The Misnomer of Protein

Most meat-eaters speak of their need for protein as their main excuse for dining on animal flesh. Not until someone has spent time in study on nutrition does one discover that ALL protein comes from plant sources, ultimately. Farm animals are fed grain, a high source of protein, which eventually translates into protein, again, when animal flesh is harvested as a food source. 

There are three types of protein: 

1) fibrous – form muscles, connective tissue and bone

2) globular – water soluble for transporting, catalyzing and regulating

3) membrane – relays signals within cells

It is best to start the day with a minimum of 6 grams of protein for breakfast and a total daily amount of 1 gram of protein for every 2 pounds of body weight. (30-55 grams for the average person). Keep in mind that consuming too much protein can have adverse effects such as osteoporosis or kidney problems. Best to practice moderation as in all things. 

Some of the most abundant sources of protein are found in legumes such as lentils: 18 grams of protein per cup when cooked, chickpeas (garbanzo beans) have approximately 15 grams of protein per cup, when cooked. Hempseed provides 10 grams of protein per ounce, which is more than the popular chia seeds or flaxseeds. Green peas, often used in protein supplement drinks provide 9 grams of protein per cup and the grains Amaranth and Quinoa provide approximately 8-9 grams of protein per cup, when cooked. Another favorite, oats or oatmeal provides 12 grams of protein per cup. 

Vegetables with the highest content of protein include: broccoli, spinach, asparagus, artichokes, potatoes, sweet potatoes and Brussel sprouts as well as sweet corn. 

Fruits with high protein content are: guava, cherimoyas, mulberries, blackberries, nectarines and bananas. 

Why Protein?

Protein is an important part of every cell in the body and is used to heal, repair and nourish tissue as well as manufacture hormones, natural body chemicals, bones, muscles, cartilage, skin and blood. It also helps one to think clearly as it feeds the brain and “turns on the lights” so to speak, inside the mind producing key neurotransmitters. Protein actually increases brain chemicals related to alertness and sometimes, the sensation of “pleasantness”. 

Animal Farming for Food

One will discover that the cost and time required to feed and develop livestock for food really doesn’t make much sense. One can work a fruit and vegetable garden as a means for providing food well below the cost of growing livestock as a food source. 

Raising cows for the beef and dairy industry commands a tremendous amount of water, from supplying  drinking water to cattle to a means for keeping the facilities clean. This does not even include how much water is required to nourish the grass, grow the grain or corn that is used to feed the cows, pigs, chickens or other similar types of livestock. 

Feed for livestock accounts for 60% -70% of the total cost for growing farm animals for food. In 2008 alone, 48 billion dollars was spent on animal feed expense. Each year following, a 26% increase in expenses is reported. In California alone, in the year 2012, $30 billion was spent on growing crops for farm animals, above and beyond Iowa, the second ranking state for growing grains, especially corn and soybeans, the number one source of food for cattle, chickens and pigs. 

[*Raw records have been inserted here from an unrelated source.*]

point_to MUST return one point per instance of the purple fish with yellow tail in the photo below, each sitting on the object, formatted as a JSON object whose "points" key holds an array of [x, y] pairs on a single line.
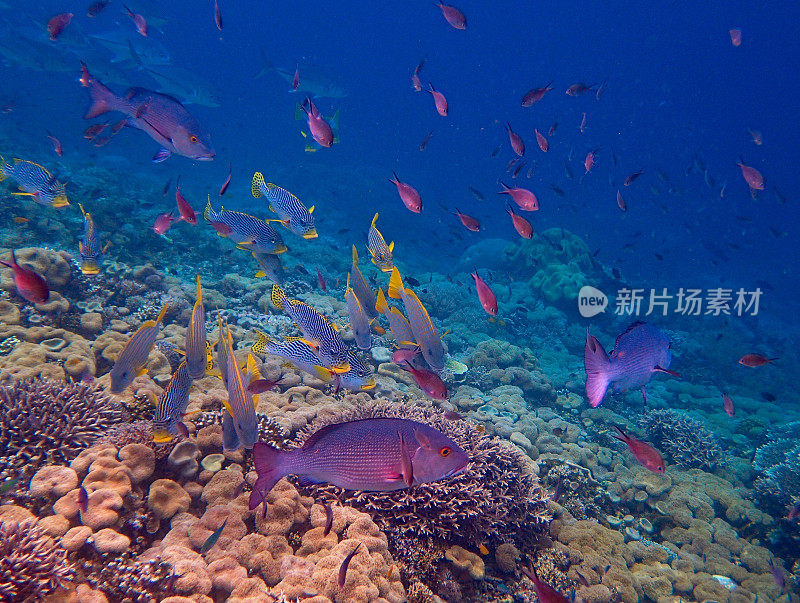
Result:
{"points": [[374, 455], [163, 117], [640, 352]]}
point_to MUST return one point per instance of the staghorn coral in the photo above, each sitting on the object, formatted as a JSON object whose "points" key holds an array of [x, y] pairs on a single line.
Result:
{"points": [[50, 422], [32, 565], [497, 499], [685, 441]]}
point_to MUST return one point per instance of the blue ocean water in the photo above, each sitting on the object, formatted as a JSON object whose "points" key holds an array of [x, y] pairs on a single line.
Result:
{"points": [[678, 102]]}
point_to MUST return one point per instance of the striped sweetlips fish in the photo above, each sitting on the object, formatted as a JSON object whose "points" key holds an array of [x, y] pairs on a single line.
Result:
{"points": [[640, 352]]}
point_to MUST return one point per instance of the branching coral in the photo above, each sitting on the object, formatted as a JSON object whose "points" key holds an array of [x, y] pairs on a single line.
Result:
{"points": [[685, 441], [32, 565], [496, 499], [44, 421]]}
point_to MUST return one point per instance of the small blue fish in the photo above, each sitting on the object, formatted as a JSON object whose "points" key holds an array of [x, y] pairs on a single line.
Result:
{"points": [[640, 352]]}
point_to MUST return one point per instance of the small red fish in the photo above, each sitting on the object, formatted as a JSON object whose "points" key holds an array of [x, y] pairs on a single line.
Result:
{"points": [[754, 360], [621, 202], [186, 211], [727, 404], [521, 225], [534, 96], [56, 25], [485, 295], [217, 16], [453, 16], [516, 141], [542, 141], [439, 100], [415, 81], [469, 222], [429, 382], [632, 177], [138, 20], [404, 355], [752, 176], [649, 457], [259, 386], [227, 182], [96, 8], [521, 196], [56, 145], [163, 223], [408, 194], [30, 285]]}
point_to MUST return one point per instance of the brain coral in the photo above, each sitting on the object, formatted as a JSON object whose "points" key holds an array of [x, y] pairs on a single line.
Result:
{"points": [[496, 499], [44, 422], [32, 565]]}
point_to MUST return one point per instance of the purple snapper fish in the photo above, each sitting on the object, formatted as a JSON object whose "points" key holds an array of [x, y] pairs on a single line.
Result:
{"points": [[163, 117], [640, 352], [374, 455]]}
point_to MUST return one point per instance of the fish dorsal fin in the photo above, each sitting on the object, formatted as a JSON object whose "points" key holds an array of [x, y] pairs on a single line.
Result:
{"points": [[255, 187]]}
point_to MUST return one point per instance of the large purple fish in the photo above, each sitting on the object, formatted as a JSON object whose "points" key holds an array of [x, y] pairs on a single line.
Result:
{"points": [[163, 117], [377, 455], [638, 353]]}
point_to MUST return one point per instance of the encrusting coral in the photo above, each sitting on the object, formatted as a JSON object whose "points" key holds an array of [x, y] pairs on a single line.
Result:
{"points": [[49, 422]]}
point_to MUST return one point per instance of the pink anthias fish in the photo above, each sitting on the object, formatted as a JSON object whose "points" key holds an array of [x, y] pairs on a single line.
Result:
{"points": [[163, 118], [374, 455], [752, 176], [453, 16], [320, 129], [439, 100], [408, 194], [649, 457], [521, 196], [640, 352]]}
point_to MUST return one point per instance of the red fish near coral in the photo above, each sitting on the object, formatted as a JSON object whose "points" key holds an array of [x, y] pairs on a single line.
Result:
{"points": [[30, 285], [649, 457], [56, 25], [408, 194], [727, 404], [485, 295], [439, 100], [522, 197], [754, 360], [453, 16]]}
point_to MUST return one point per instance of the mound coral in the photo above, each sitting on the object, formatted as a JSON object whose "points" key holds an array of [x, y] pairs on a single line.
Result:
{"points": [[50, 422], [685, 441], [32, 565], [496, 500]]}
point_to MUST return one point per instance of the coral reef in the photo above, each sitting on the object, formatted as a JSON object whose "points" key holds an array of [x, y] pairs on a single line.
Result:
{"points": [[44, 421], [685, 441]]}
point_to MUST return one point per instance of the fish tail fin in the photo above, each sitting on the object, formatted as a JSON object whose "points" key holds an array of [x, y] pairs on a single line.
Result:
{"points": [[269, 466], [598, 369], [103, 100], [380, 302], [278, 297], [395, 288], [257, 185]]}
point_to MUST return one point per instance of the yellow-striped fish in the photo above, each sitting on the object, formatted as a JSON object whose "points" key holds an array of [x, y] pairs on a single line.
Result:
{"points": [[425, 333], [133, 357], [172, 405], [196, 337], [381, 252]]}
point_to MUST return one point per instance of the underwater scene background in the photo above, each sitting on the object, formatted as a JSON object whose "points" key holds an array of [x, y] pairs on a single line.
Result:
{"points": [[398, 302]]}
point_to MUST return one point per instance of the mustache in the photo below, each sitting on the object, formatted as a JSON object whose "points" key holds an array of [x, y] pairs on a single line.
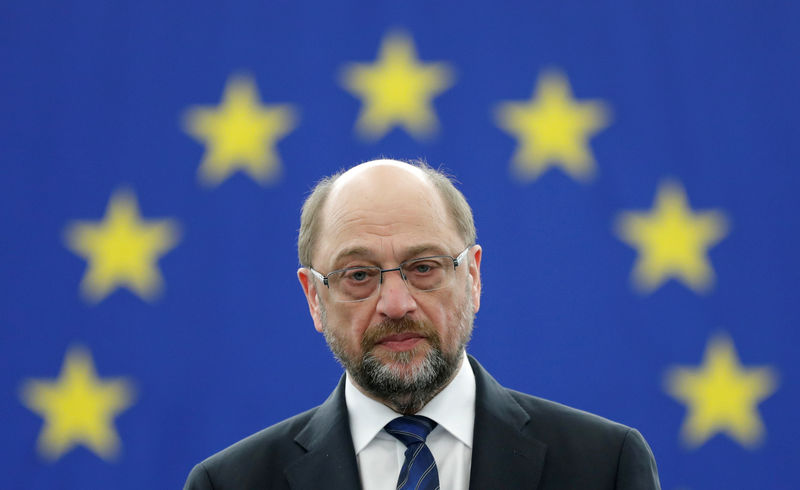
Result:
{"points": [[390, 326]]}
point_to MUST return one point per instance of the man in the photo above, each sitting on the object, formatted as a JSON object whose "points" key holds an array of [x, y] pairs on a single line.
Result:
{"points": [[391, 273]]}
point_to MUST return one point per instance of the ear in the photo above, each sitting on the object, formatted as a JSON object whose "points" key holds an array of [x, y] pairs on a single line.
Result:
{"points": [[475, 273], [309, 286]]}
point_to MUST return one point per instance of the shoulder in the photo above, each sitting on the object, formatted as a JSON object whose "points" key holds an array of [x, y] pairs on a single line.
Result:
{"points": [[556, 418], [255, 458]]}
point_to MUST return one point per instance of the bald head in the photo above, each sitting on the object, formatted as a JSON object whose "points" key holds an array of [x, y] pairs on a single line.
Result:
{"points": [[379, 186]]}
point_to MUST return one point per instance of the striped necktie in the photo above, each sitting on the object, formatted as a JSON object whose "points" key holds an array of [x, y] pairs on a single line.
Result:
{"points": [[419, 468]]}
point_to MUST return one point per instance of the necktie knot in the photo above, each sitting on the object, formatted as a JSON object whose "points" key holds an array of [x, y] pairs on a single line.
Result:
{"points": [[419, 469], [411, 429]]}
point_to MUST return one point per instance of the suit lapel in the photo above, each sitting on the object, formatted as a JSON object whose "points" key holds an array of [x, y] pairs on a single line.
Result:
{"points": [[331, 460], [504, 455]]}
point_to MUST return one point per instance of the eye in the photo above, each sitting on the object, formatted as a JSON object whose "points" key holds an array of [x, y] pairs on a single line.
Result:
{"points": [[422, 268], [357, 275]]}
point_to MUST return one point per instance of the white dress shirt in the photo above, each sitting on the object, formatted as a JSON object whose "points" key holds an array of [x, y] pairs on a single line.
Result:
{"points": [[380, 455]]}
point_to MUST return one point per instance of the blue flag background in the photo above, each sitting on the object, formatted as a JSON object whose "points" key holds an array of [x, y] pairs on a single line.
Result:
{"points": [[632, 166]]}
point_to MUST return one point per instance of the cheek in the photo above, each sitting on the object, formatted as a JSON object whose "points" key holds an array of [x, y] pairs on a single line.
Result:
{"points": [[350, 323]]}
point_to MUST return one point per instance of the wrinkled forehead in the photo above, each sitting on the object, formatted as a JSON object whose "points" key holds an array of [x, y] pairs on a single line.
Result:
{"points": [[384, 201]]}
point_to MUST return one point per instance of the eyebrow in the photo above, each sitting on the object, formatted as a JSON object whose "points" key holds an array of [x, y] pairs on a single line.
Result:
{"points": [[408, 253], [352, 252], [426, 249]]}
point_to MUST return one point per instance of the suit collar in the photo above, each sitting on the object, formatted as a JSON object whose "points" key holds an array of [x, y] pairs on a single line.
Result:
{"points": [[504, 455], [330, 461]]}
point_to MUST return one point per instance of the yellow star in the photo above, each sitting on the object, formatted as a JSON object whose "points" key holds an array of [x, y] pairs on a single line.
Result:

Statistics indicate that over 200+ million acres, in United States alone, are used for growing crops, a good portion of that is providing the feed required for farm animals that are being raised for slaughter. 

Taken from

What Percent of Meat Comes from Factory Farms?

According to a global study conducted by the Sentience Institute, the percentages of animals raised on factory farms is alarming.

In the United States, the numbers are broken down as the following:

  • Broiler chickens (99.9%) live on factory farms
  • Turkeys (99.8%) live on factory farms
  • Egg chickens (98.2%) live on factory farms
  • Pigs (98.3%) live on factory farms
  • Cows (70.4%) live on factory farms

What Started Livestock Farming?

Factory farming began around the 1920’s with chickens and then grew into a popular means of food production by the 1960’s to meet the growing demand of the growing population. This trend popularized the American diet filled with processed meats such as ground hamburger, steaks, pork products, and so on, which creates health problems such as obesity, diabetes, heart disease and many types of cancers. 

Mindful eating with the understanding of where the correct type of nutrition comes from in an intelligent way, demonstrates that farming the land as an organic food source contributes greatly in reducing climate change, provides healthier diets, refrains from killing sentient beings who feel, think and respond to human interaction and ultimately, creates a happier planet.